For the United States, the politically tempting response is protectionism that shelters incumbents and concedes the future. A better course is diversified interdependence. There are valid security reasons to reduce exposure to China at specific nodes, such as critical minerals, but self-sufficiency is a mirage. The way to blunt Beijing’s leverage is not to sever trade ties but to spur integration with allies such as Mexico and South Korea. Historically, the United States prospered by wiring itself into global networks and turning them to its advantage.

Keeping markets competitive matters just as much. The computer revolution was possible only because startups such as Apple, Google, and Microsoft went public and stayed independent. In the 1980s and 1990s, easier listings and deepening venture capital made initial public offerings the default. But beginning in the first decade of this century, more stringent investor protections—notably under the 2002 Sarbanes-Oxley Act, which tightened oversight of public companies by creating an audit watchdog, making CEOs and CFOs personally certify their financial reports, and requiring yearly proof that antifraud controls actually work—raised the costs and risks of going public, especially for smaller issuers. At the same time, more permissive merger review processes and antitrust enforcement made it easier for dominant platforms to buy fast-growing entrants. Competition has cooled as a result.

What changed wasn’t only doctrine but also incentives. After Buckley v. Valeo—the 1976 Supreme Court decision that equated limits on political expenditures to limits on speech—corporate money poured into politics. From 1980 to 2012, donations from senior executives rose 320-fold, with half coming from the top 0.01 percent of donors. Lobbying outlays have more than doubled since the late 1990s, driven largely by the biggest firms. Although the top four companies in a typical industry capture about 15 percent of revenues, they supply roughly 35 percent of campaign contributions and 45 percent of lobbying expenditures. This pressure has worked: the Federal Trade Commission and the Department of Justice rarely enforce the antitrust laws already on the books.

Rebuilding a more competitive system will require lowering the cost of going public for new companies and sharpening scrutiny of incumbent takeovers so that more high-growth firms can scale independently. The immediate test is in AI. OpenAI, through its deep partnership with Microsoft, now accounts for roughly two-thirds of the market. Incumbents are also major financiers and partners in the AI ecosystem; Amazon, Google, Meta, and Microsoft have taken stakes in or signed multiyear deals with leading AI startups.
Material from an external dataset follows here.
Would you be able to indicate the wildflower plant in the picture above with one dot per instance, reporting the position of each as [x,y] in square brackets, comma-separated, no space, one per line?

The question is whether leading labs go public and remain independent or whether exclusive partnerships and acquisition-led consolidation prevail.

Consolidation would be easier to defend if brute-force scaling alone drove AI progress, but it doesn’t. Ideas and rivalry, not sheer resource mobilization, move the frontier. In China, performance is strongest in sectors—such as AI, electric vehicles, and solar power systems—in which competition is fierce and in which oversupply has driven price collapses and even prompted Beijing to rein in “disorderly” low-price competition. By contrast, sectors dominated by old-guard monopolists and state-owned enterprises underperform.

China is not Japan. Its market is larger and its state support is heavier. And for the United States, the security stakes of this competition are much higher. But the same rule holds: the United States should resist fortress economics. Treat Beijing as a serious competitor, not as a blueprint.